Write a function that:

1. Accepts the movies list and a "search string".
2. Returns a dictionary with keys `'category'` and `'title'` whose values are lists of categories that contain the search string and titles that contain the search string, respectively (case-insensitive!)

In [4]:
# Your code here.
def get_cat(movies, category):
    category = category.title()
    filtered_movies = [movie['name'] for movie in movies if filter_cat(movie, category)]
    if filtered_movies:
        return filtered_movies
    else:
        print "This category doesn't exist"
        return None

In [5]:
def search_cat_title(movies, substr):
    substr = substr.lower()
    fuzzy_movies = {'title': set(), 'category': set()}
    
    for movie in movies:
        if substr in movie['name'].lower():
            fuzzy_movies['title'].add(movie['name'])
        
        if substr in movie['category'].lower():
            fuzzy_movies['category'].add(movie['category'])
    
    return fuzzy_movies

In [6]:
search_cat_title(movies, 'SUS')

{'category': {'Suspense'}, 'title': {'Usual Suspects'}}

---

### Multiple conditions

#### 5.1

Write a function that:

1. Accepts the movies list and a "search criteria" variable.
2. If the criteria variable is numeric, return a list of movie titles with a score greater than or equal to the criteria.
3. If the criteria variable is a string, return a list of movie titles that match that category (case-insensitive!). If there is no match, return an empty list and print an informative message.

#### 5.2 [Expert]

Write a function that:

1. Accepts the movies list and a string search criteria variable.
2. The search criteria variable can contain within it:
  - Boolean operations: `'AND'`, `'OR'`, and `'NOT'` (can have/be lowercase as well, I just capitalized for clarity).
  - Search criteria specified with syntax `score=...`, `category=...`, and/or `title=...`, where the `...` indicates what to look for.
    - If `score` is present, it means scores greater than or equal to the value.
    - For `category` and `title`, the string indicates that the category or title must _contain_ the search string (case-insensitive).
3. Return the matches for the search criteria specified.

In [7]:
# Your code here.
# Code for 5.1 Section 
def filter_movies(movies, search_crit):
    if type(search_crit) in [int, float]:
        return [movie['name'] for movie in movies if filter_imdb(movie, search_crit)]
    elif type(search_crit) == str:
        filtered_movies = [movie['name'] for movie in movies
                           if search_crit.lower() in movie['category'].lower()]    
        return filtered_movies
    else:
        return "Input either a numeric or string search criteria"
            

print filter_movies(movies, 6.9)
print filter_movies(movies, 'suspense')
print filter_movies(movies, 'horror')
print filter_movies(movies, {'name':'the godfather'})
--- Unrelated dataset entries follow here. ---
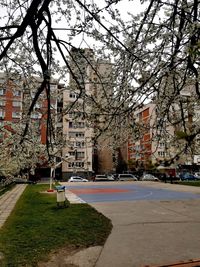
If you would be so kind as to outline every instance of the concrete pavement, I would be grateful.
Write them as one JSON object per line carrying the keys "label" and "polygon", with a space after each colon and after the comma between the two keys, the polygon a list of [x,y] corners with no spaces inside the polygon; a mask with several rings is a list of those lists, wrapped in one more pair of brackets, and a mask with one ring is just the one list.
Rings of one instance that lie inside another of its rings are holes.
{"label": "concrete pavement", "polygon": [[[93,191],[98,186],[105,189],[108,185],[120,184],[128,185],[127,182],[100,182],[94,184]],[[85,197],[87,188],[92,194],[89,184],[76,185],[75,190],[67,185],[73,192],[81,191],[83,195],[79,193],[79,197],[89,199],[91,206],[112,221],[112,232],[95,267],[200,266],[200,188],[155,182],[136,182],[135,185],[152,192],[160,191],[160,199],[116,201],[115,198],[115,201],[106,202],[106,196],[102,201],[99,196],[96,200]],[[180,193],[169,198],[165,190],[172,195],[173,191]]]}
{"label": "concrete pavement", "polygon": [[0,196],[0,228],[10,215],[26,186],[26,184],[17,184],[12,190]]}
{"label": "concrete pavement", "polygon": [[[147,182],[148,187],[200,193],[200,188]],[[91,203],[113,229],[95,267],[170,266],[200,259],[200,200]],[[188,265],[186,265],[188,266]],[[200,262],[195,265],[200,266]]]}

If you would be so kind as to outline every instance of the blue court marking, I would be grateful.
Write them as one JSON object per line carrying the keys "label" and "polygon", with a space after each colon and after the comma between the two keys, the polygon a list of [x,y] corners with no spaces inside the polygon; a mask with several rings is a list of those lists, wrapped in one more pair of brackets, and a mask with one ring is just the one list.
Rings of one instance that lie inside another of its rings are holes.
{"label": "blue court marking", "polygon": [[177,192],[166,189],[158,189],[146,187],[142,185],[134,185],[128,183],[127,185],[74,185],[66,186],[67,189],[126,189],[128,192],[116,193],[94,193],[94,194],[79,194],[76,193],[85,202],[112,202],[112,201],[138,201],[138,200],[183,200],[183,199],[198,199],[200,194],[189,192]]}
['Usual Suspects', 'Dark Knight', 'The Help', 'Colonia', 'Joking muck', 'What is the name', 'Detective', 'We Two']
['What is the name', 'Detective']
[]
Input either a numeric or string search criteria


In [97]:
# Code for 5.2 Section 
def movie_matches_subparser(movies, movie_key, value):
    if movie_key == 'title':
        movie_key = 'name'
    elif movie_key not in ['category','imdb']:
        print 'movie lookup key', movie_key, 'incorrect'
        return []
        
    if movie_key == 'imdb':
        try:
            value = float(value)
        except:
            print 'imdb', value, 'cannot become float'
            return []
        
    subset = []
    for movie_ind, movie in enumerate(movies):
        if type(value) == float:
            if movie[movie_key] >= value:
                subset.append(movie_ind)
        else:
            if value in movie[movie_key].lower():
                subset.append(movie_ind)
    
    return subset



def meets_boolean_criteria(movies, criteria_info):
    
    movie_inds = range(len(movies))
    
    full_set = set(movie_inds)
    return_set = set(movie_inds)
    
    for boolean, movie_subset in criteria_info:
        
        movie_subset = set(movie_subset)
        
        if boolean == 'and':
            return_set = return_set & movie_subset
        elif boolean == 'or':
            return_set = return_set | movie_subset
        elif boolean == 'not':
            return_set = return_set - movie_subset
        elif boolean == 'ornot':
            return_set = return_set | (full_set - movie_subset)
            
    return_list = []
    for ind in list(return_set):
        return_list.append(movies[ind])
        
    return return_list  
            
                

def boolean_search(movies, search):
    
    search = search.lower()
    search = search.split(' ')
    
    criteria_info = []
    current_boolean = 'and'
    
    while len(search) > 0:
        item = search.pop(0)
        if item in ['and','or','not']:
            if (current_boolean == 'or') and (item == 'not'):
                current_boolean = 'ornot'
            else:
                current_boolean = item
            continue
        else:
            if '=' in item:
                item = item.split('=')
            else:
                print item, 'syntax incorrect'
                return []
                            
            movie_match_inds = movie_matches_subparser(movies, item[0], item[1])
            criteria_info.append([current_boolean, movie_match_inds])

    matches = meets_boolean_criteria(movies, criteria_info)
    return matches

In [98]:
print boolean_search(movies, 'imdb=7.0 NOT category=suspense OR NOT title=love')

print boolean_search(movies, 'imdb=8.9 AND NOT category=suspense')

boolean_search(movies, 'imdb=notafloat')

boolean_search(movies, 'category=1')

boolean_search(movies, 'category=suspense WHEN imdb=5.5')

[{'category': 'Thriller', 'imdb': 7.0, 'name': 'Usual Suspects'}, {'category': 'Action', 'imdb': 6.3, 'name': 'Hitman'}, {'category': 'Adventure', 'imdb': 9.0, 'name': 'Dark Knight'}, {'category': 'Drama', 'imdb': 8.0, 'name': 'The Help'}, {'category': 'Romance', 'imdb': 6.2, 'name': 'The Choice'}, {'category': 'Romance', 'imdb': 7.4, 'name': 'Colonia'}, {'category': 'Romance', 'imdb': 5.4, 'name': 'Bride Wars'}, {'category': 'War', 'imdb': 3.2, 'name': 'AlphaJet'}, {'category': 'Crime', 'imdb': 4.0, 'name': 'Ringing Crime'}, {'category': 'Comedy', 'imdb': 7.2, 'name': 'Joking muck'}, {'category': 'Suspense', 'imdb': 9.2, 'name': 'What is the name'}, {'category': 'Suspense', 'imdb': 7.0, 'name': 'Detective'}, {'category': 'Thriller', 'imdb': 4.2, 'name': 'Exam'}, {'category': 'Romance', 'imdb': 7.2, 'name': 'We Two'}]
[{'category': 'Adventure', 'imdb': 9.0, 'name': 'Dark Knight'}]
imdb notafloat cannot become float
when syntax incorrect


[]